Michigan voter information is available to the public
LANSING — Voter information is not confidential in Michigan. According to the National Conference of State Legislators, states have varied requirements on who is eligible to request a list of voters, what information the list contains, what information is kept confidential, and how information contained in voter lists may be used. Many states also have specific programs to keep all voter information confidential for certain classes of voters.
According the Secretary of State’ Office, under Michigan law, all voter registration records are public documents and are available for public inspection during normal business hours.
There are, however, items exempt from public disclosure:
• Driver’s license or state personal identification number
• Month and day of the voter’s birth
• Phone number
• Email address
• The identity or type of office that initially received the registration
• Information regarding an individual’s refusal to register to vote
A Sept. 16, 2020, comparitech.com article by Paul Bischoff stated that while privacy laws do vary by state, some only distribute names and addresses to political parties on a strict non-commercial basis. Others publish voter lists online so anyone (even those outside the U.S.) can access the data.
The article states that “Our team of researchers has been through each state’s voter registration legislation, voter list request processes, and cyber security standards to find out which states have the best privacy protections for their voters,” and what the study found is that Michigan ranks fifth, for states lacking voter privacy data.
“Michigan allows full access to the voter database,” the report states, “has no specifications on what the file can be used for (and thus, no penalties), and provides no added protection for certain groups’ voter data. However, it has all of the cyber security measures in place, does have some cost (approx. $50) for accessing the list, and requires some information from requestors (they can also specify the precinct/district they require).”
Further, the report states:
“Recent examples include Michigan voter information being for sale on the Dark Web (authorities insisted this data wasn’t hacked, though, as the data is freely available to anyone through a Freedom of Information request), and the infamous Russian hack on election databases in 2016.”
On Sept. 1, 2020, The Detroit News reported that Michigan Secretary of State (SOS) Jocelyn Benson’s office “is denying reports out of Russia that the state’s voter information system has been hacked after details on voters were apparently posted online.”
The News reported that database of more than 7.6 million Michigan voters was posted on a “Russian hacker site,” according to a translation of an article reported Tuesday by the Kommersant, a daily newspaper in Russia. This is refuted by several agencies, however.

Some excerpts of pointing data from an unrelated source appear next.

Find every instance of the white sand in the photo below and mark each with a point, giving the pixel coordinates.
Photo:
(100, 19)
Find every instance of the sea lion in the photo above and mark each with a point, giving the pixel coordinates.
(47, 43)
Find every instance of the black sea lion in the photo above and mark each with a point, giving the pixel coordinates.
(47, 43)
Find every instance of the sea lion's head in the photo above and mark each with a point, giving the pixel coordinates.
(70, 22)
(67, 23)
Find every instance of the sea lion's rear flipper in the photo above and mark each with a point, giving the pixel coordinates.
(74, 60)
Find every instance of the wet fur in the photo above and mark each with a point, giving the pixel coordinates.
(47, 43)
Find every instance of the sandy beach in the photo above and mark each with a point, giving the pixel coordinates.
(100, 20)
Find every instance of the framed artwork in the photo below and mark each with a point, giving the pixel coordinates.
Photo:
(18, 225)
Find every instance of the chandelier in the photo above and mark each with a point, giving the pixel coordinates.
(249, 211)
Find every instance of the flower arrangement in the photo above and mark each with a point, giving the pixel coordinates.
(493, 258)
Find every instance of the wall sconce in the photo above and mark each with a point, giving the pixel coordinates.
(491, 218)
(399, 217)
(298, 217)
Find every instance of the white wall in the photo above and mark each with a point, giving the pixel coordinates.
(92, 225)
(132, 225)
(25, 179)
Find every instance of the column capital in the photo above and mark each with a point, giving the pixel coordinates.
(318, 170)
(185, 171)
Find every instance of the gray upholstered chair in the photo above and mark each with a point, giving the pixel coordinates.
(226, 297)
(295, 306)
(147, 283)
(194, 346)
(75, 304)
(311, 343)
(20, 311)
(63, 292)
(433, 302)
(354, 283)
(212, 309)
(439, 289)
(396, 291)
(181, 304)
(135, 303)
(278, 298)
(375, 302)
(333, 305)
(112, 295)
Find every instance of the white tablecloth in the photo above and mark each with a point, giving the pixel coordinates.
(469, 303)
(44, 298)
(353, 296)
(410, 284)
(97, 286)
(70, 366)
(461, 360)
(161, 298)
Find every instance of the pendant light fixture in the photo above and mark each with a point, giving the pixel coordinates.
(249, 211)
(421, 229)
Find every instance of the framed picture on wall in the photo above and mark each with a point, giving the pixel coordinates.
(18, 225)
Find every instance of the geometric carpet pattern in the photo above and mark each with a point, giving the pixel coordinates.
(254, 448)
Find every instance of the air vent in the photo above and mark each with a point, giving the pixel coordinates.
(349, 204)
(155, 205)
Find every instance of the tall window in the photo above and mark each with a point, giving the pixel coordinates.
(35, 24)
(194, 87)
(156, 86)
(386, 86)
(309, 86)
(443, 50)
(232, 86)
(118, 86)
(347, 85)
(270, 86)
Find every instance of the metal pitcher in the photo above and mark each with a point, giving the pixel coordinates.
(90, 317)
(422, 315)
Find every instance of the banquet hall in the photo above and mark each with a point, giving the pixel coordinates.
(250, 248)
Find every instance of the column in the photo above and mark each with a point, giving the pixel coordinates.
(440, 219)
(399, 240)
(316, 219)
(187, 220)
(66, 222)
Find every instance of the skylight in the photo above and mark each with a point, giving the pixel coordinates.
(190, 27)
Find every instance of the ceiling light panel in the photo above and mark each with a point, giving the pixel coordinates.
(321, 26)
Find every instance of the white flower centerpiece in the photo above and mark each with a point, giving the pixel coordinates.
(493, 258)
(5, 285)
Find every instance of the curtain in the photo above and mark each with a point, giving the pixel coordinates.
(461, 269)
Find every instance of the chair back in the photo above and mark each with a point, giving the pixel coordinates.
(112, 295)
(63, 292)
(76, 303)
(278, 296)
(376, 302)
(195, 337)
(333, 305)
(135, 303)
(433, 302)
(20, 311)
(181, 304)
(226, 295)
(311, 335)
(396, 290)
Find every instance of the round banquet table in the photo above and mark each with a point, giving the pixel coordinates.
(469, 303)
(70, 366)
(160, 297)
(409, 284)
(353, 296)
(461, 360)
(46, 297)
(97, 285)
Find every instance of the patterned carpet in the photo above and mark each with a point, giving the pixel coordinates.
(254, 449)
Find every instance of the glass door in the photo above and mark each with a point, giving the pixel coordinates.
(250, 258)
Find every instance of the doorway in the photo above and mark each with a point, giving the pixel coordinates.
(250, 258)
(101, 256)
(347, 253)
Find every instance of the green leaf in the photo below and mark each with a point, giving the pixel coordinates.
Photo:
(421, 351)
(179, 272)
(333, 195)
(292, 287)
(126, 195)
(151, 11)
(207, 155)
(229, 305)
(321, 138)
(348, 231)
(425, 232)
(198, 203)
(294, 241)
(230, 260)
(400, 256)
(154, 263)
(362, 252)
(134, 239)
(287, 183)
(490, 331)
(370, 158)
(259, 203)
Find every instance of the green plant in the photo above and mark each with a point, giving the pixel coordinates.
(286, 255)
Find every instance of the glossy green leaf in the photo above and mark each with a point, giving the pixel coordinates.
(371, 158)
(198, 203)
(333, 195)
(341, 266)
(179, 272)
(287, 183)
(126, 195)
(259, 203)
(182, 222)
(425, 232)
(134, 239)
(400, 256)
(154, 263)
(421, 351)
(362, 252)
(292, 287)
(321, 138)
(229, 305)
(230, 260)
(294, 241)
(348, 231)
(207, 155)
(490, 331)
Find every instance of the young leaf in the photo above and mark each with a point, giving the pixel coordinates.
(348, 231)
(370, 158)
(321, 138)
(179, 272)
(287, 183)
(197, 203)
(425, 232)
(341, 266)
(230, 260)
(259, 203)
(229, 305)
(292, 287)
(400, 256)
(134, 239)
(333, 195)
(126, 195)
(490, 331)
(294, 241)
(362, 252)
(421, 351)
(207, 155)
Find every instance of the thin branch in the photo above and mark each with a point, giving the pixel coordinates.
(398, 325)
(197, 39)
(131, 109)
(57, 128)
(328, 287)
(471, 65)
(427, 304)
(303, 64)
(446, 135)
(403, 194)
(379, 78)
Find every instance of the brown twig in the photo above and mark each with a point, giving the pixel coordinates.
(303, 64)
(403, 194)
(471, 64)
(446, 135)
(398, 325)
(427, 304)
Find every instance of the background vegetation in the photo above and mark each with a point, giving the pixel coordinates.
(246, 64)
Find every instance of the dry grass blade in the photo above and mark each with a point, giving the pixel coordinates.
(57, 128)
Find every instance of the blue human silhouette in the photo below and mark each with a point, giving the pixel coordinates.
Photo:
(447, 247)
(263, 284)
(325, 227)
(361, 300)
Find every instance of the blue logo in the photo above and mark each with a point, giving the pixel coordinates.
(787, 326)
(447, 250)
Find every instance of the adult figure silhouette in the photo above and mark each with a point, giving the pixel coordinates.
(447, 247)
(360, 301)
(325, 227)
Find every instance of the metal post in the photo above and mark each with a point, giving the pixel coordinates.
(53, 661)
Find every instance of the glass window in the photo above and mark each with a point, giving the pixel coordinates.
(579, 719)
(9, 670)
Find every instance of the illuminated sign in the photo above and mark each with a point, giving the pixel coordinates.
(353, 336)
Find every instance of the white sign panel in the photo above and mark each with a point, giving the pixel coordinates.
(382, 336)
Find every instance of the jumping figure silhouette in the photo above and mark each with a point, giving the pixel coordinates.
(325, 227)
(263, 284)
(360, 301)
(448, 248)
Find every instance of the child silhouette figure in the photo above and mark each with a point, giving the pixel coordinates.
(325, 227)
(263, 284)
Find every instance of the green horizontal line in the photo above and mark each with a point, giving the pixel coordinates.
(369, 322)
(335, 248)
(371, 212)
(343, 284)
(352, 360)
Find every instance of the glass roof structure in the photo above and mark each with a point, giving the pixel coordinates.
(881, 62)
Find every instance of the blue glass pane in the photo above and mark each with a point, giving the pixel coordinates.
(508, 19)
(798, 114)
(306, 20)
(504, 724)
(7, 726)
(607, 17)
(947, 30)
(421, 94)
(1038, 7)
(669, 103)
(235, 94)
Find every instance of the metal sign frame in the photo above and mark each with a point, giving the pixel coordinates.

Tracy Wimmer, Benson’s spokeswoman, denied the hack occurred, saying the public voter information is accessible to anyone through a Freedom of Information Act (FOIA) request, stated the News.
A Sept. 1, 2020 article in the Hill stated that the SOS issued the statement in response to a tweet from GQ correspondent Julia Ioffe, which included a link to the Russian newspaper.
“Russian journalists have discovered data from Michigan voter data rolls–including the personal info of 7.6 million Michigan voters–on a Russian hackers’ platform. It also includes voter info from other swing states, including Florida and NC,” the Hill reported Ioffe as tweeting.
In a follow-up tweet, she noted that while the information was publicly available, “it’s just unclear what these hackers are using it for, other than scamming the State Department.”
On Sept. 1, a joint statement from Cyber security and Infrastructure Security Agency post on Twitter stated:
“CISA and the FBI have not seen cyber attacks this year on voter registration databases or any systems involving voting. We closely coordinate with our federal, state, and local election partners to monitor the risks related to all methods of voting during our elections. And we regularly proved this information to the state and local election officials who are responsible for our voting systems.”
The statement went on to say that early, unverified claims should be viewed with a “healthy dose of skepticism.” The statement added that the two agencies encourage voters to look to trusted sources of information.
“In this case, state election officials who have correctly pointed out that a lot of voter registration data is publicly available or easily purchased.”